A reservoir of fine poetry from all my poetry until then, and I cherish the poetry that I wrote in my teenage years included in this book, as well as the inhibitions of first love, the nuclear family and the destiny of the poetesses with whom I found great similarity in my youth – poetesses and creators who danced the dance of death in their lifetimes, such as Sylia Plath, the Hebrew poetess Rachel, Zelda, Frida Kahlo, and others… This book is written in Hebrew with a translation to literate English.

“Protest” is a very well designed book in its visual structure and brings my message as is written on the back of the book. There is a division between the poetry in Hebrew and in English, without translation, the English poetry in itself rooted in the experiences from my stay in the United States, and not only.

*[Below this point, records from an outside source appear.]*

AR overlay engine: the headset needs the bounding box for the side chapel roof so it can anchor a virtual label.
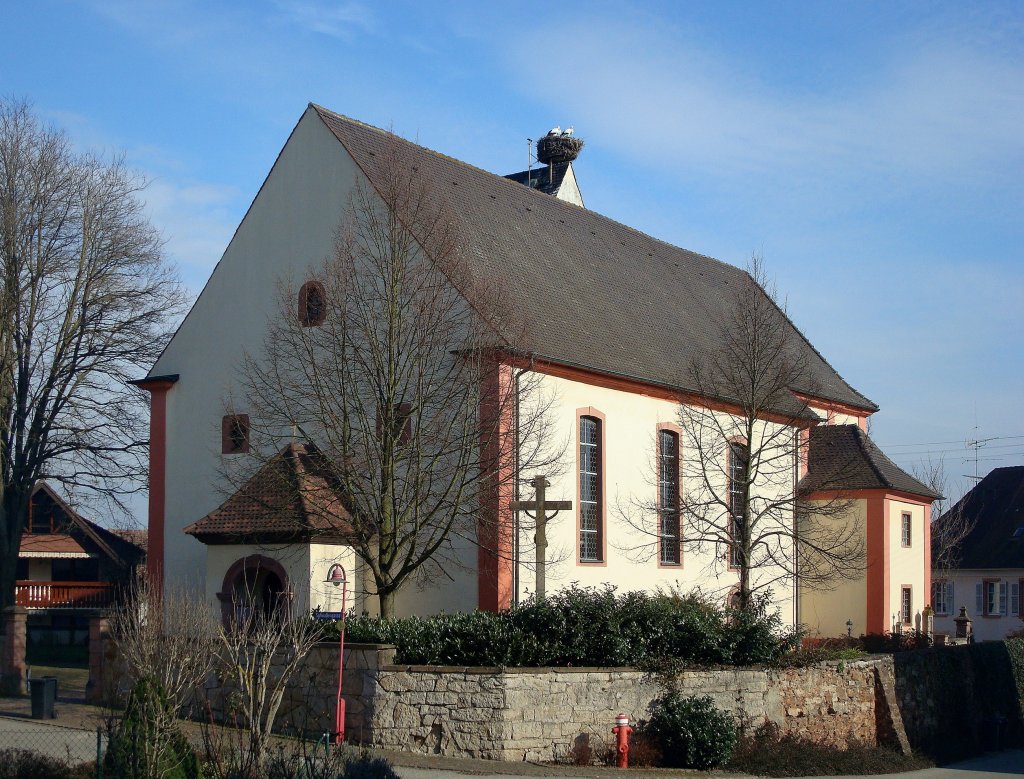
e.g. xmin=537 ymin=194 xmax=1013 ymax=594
xmin=800 ymin=425 xmax=942 ymax=501
xmin=184 ymin=443 xmax=351 ymax=544
xmin=311 ymin=105 xmax=878 ymax=419
xmin=936 ymin=466 xmax=1024 ymax=568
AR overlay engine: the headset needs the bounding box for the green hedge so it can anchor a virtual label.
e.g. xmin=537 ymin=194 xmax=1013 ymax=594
xmin=323 ymin=586 xmax=799 ymax=667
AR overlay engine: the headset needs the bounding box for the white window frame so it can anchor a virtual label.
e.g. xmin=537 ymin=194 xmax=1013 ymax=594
xmin=932 ymin=579 xmax=953 ymax=616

The Hebrew poetry is full of frictions and war, it also stands in its own right. The book has a division that separates the poetry in English from the poetry in Hebrew Behind this is my conceptual thinking to differentiate between the English that expresses my freedom, while the Hebrew expresses my exile. In the book “Nine years from you” there is much involvement in poems of the body, poems of the soul, poems about key events, “Ars Poetica” poetry. The common denominator of my books is that the cover features the object of my face, whether in a painting or an artistic photograph, I am total in my involvement in the book that I write to the last detail.

Any new publication in the new future? If so, what is it all about?

Tali Cohen Shabtai: Certainly. I have completed writing my fourth book of poetry that will number close to 350 pages, most of the book includes long poems that spread over three pages, the book was written in a process of a little over a year, and its sent to my  publishers for proofreading and editing prior to printing in 2021.

I know that in my country as a poet who writes bilingual texts, Hebrew-to-English and vice versa, but this book will be published in Hebrew separately and in English separately, and in another foreign language that I feel close to. In addition, this book also has a challenge that is characteristic of me, poems of the body and the image of a woman in all her layers. Even a few love poems – something I expressed doubts about until writing this book. It has poems of the soul and even touches the subtleties of a discerning and sensitive eye and the margins of society, as well as the helpless. The apex of this book is: the contemplative writing the blatant comments and severity and friction with what is generally accepted. Beyond this book, I have begun to write an autobiographical essay that I expect to be published in the coming years. I should point out that this year I was offered to be a linguistic editor of poets, but refused to write and restore and truncate as I deem fit a poem whose purity is reserved for another creator. I am against linguistic editing, in this matter.I mention this because I see it as relevant to this question

Thank you for your time Tali, and we look forward to reading more of your work in the future.